When Dateline decided to demonstrate how our brains are hardwired to follow authority, we turned to the classic “shock” experiment conducted in the 1960‘s by Stanley Milgram. The results of his “Obedience to Authority Experiment” were so profound that his work is still a staple in psychology courses today.
We knew that Milgram’s experiment raised ethical concerns in the scientific community. Critics were concerned about potential harm imposed on participants. We also knew that 84 percent of former Milgram participants surveyed later said they were “glad” or “very glad” to have participated, 15 percent chose neutral responses, (92% of all former participants responding)* and only one percent reported regret at having been in the experiment.

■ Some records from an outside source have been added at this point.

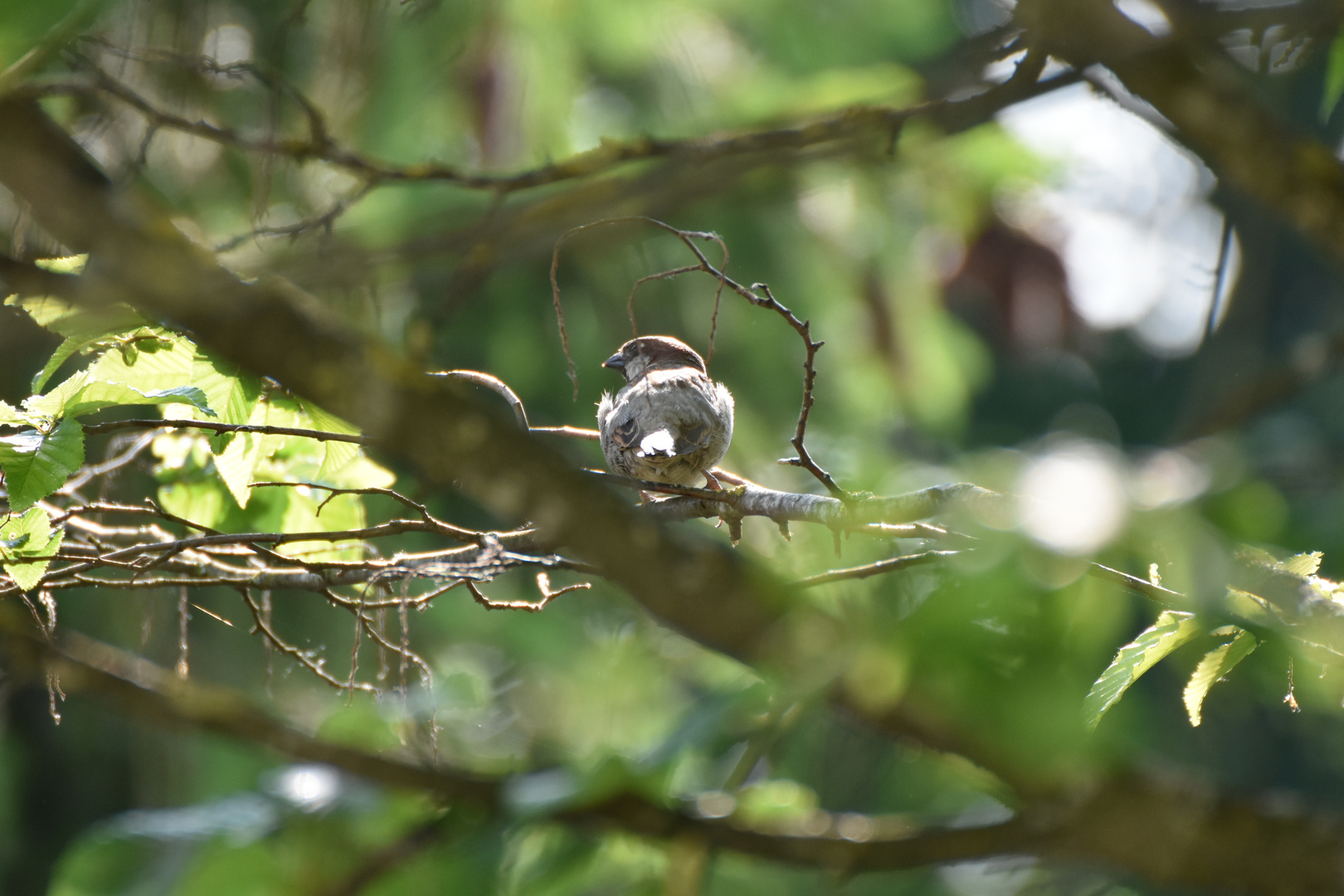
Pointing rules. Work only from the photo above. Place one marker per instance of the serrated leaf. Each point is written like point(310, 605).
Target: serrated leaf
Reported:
point(1333, 86)
point(69, 347)
point(37, 464)
point(167, 367)
point(1171, 631)
point(338, 455)
point(1211, 670)
point(1301, 564)
point(231, 395)
point(73, 321)
point(97, 397)
point(202, 503)
point(81, 394)
point(34, 529)
point(238, 462)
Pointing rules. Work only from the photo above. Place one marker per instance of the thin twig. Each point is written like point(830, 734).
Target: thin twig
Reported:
point(875, 568)
point(494, 384)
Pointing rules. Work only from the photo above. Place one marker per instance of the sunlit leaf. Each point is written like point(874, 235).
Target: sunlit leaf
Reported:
point(338, 455)
point(202, 503)
point(231, 394)
point(238, 462)
point(1333, 85)
point(1216, 664)
point(1303, 564)
point(1171, 631)
point(37, 464)
point(35, 539)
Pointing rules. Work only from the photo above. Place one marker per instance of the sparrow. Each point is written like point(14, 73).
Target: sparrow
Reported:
point(670, 422)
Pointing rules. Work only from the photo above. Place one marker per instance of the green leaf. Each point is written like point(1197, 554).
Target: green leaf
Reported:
point(202, 503)
point(1171, 631)
point(1301, 564)
point(1214, 666)
point(231, 395)
point(34, 529)
point(1333, 85)
point(63, 351)
point(81, 394)
point(37, 464)
point(338, 455)
point(236, 464)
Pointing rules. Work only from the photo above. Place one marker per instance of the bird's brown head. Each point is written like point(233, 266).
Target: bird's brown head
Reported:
point(654, 353)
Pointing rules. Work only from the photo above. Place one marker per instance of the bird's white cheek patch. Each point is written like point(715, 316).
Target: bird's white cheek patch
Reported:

All of our participants voluntarily signed releases in advance accepting, among other things, that the filming may involve stressful, distressing or shocking situations. We knew that our illustration was not scientific. Therefore, we planned ahead of time that if any contestant seemed emotionally distressed we would stop the game and let him or her know that no one was ever shocked.
We had one participant who did appear to be struggling, so we ended the demonstration. By the time she left, she was hugging every person in the room expressing gratitude for being a part of our piece. She said she felt as if she had learned something valuable about herself.
* Milgram, Stanley. (1974), Obedience to Authority; An Experimental View. Harpercollins (ISBN 0-06-131983-X).